The real numbers, once you start to get closer to local realities, are not represented by these average. The real numbers are much worse.

Solar cannot exist without external backup. Solar and wind cannot exist without external backup. That's the real conversation we have to have.

Somehow people read this to mean that I am saying solar and wind are bad and not usable. That is not AT ALL what I am saying. I am simply highlighting that we cannot "go green" just with these technologies. And it gets much, much worse, when we start to throw in hundreds of millions of electric vehicles. My point, in the aggregate, is that we, in the US, desperately need to change our thinking with regards to nuclear. Otherwise we are going to end-up with a bunch of solar and wind backed-up by massive amounts of power being generated by burning stuff.

    Try again.
    No personal attacks this time.
    Where, exactly, did I lie?
    Show your work.
Read the article I linked. Then stop posting lies and long-winded demonstrations that you don't understand that weather can be anything other than 100% correlated over a region and is forecastable.

Then note w2e, hydro and other average-energy-limited dispatchable sources exist. A hydro system which can provide 100MW on average can provide 1GW peak. There are a few tens of GW of waste stream methane available in the US alone. It can be stored and burnt at any time to meet unshiftable demand.

Then note that dispatchable loads such as EV charging exist and exceed non-dispatchable ones. They make VRE easier to use, not harder as you claim.

Then note when pools are pumped, water towers are fied, thermal storage in buildings is charged, zinc refineries and so on are run. It's not done in the middle of the night in regions with thermal generation because people just love noise and graveyard shifts.

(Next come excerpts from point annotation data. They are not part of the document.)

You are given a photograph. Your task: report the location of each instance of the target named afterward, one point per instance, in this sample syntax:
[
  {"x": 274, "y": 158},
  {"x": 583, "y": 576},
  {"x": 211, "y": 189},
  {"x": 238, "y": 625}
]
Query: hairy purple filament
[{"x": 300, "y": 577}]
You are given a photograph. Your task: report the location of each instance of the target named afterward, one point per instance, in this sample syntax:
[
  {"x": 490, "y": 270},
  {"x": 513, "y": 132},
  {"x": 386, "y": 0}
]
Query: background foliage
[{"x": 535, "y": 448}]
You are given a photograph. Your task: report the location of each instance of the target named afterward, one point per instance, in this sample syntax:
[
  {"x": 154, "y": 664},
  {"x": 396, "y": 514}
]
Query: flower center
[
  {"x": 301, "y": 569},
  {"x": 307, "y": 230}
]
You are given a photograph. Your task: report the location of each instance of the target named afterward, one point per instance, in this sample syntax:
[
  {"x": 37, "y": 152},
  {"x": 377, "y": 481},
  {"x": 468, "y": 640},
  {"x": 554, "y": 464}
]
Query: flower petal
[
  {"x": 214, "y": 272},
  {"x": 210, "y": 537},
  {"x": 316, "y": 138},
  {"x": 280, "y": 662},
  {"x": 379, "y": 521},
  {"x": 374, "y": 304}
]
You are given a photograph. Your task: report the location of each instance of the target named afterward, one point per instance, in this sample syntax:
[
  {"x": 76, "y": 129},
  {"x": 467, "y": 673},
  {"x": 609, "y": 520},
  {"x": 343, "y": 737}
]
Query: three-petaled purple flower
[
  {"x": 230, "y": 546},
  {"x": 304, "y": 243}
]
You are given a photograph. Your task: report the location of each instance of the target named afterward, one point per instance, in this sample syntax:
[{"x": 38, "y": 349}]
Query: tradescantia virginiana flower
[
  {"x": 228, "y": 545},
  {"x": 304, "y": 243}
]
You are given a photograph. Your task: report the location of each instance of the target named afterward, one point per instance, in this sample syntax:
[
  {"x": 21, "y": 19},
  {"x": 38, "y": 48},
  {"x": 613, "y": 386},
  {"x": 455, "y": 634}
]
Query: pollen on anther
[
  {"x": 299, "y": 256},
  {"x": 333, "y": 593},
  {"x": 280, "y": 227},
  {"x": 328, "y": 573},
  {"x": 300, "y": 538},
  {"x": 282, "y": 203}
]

If you have 1 watt of constant load, 2 watts (average over 6 months) of dispatchable load, 2 net watts of solar (ie. 4 nameplate watts), long distance transmission, 2 net watts of wind, and 1 net watt of hydro and green fuel burnable in an OCGT, then you have plenty of power.

You're willfully ignoring systems and demand shifting and trying to claim only always-on thermal generation works. This is a lie.

Even assuming fossil fuel for the week a year the system has low output, a VRE dominated grid still cheaper and greener than alternatives and you still don't need to run your electrolysers or zinc refineries or arc furnaces or thermal storage heaters. And if you have a day warning the Al smelters can clear the lines too. This is done all the time in systems dominated by thermal generation to meet demand spikes. Claiming these loads need backup instead of being backup is a lie.

You're trying to pretend turning a fossil fuel generator for the non-dispatchable loads on ever eliminates any gains from the whole system just because it has the same power as the un-shiftable peak demand. This is also a lie.

You're trying to pretend that fixed loads are constant, so a power-limited thermal generator would need no storage or overprovision. This is also a lie.

You're trying to pretend weather events where there is zero wind or sun across a large region for over a day are common. This has never happened. This is a lie.

You're trying to pretend thermal generators never go offline in a correlated way so that any correlated downtime is exclusively VRE. This is a lie.

You're trying to pretend building a system that can eliminate 85-95% of emissions in a year or two for a tenth of the price and then startig on the boondoggle which eliminates 90% of emissions and exports the rest to Niger isn't the obvious and objectively correct answer even if your above lies were accurate.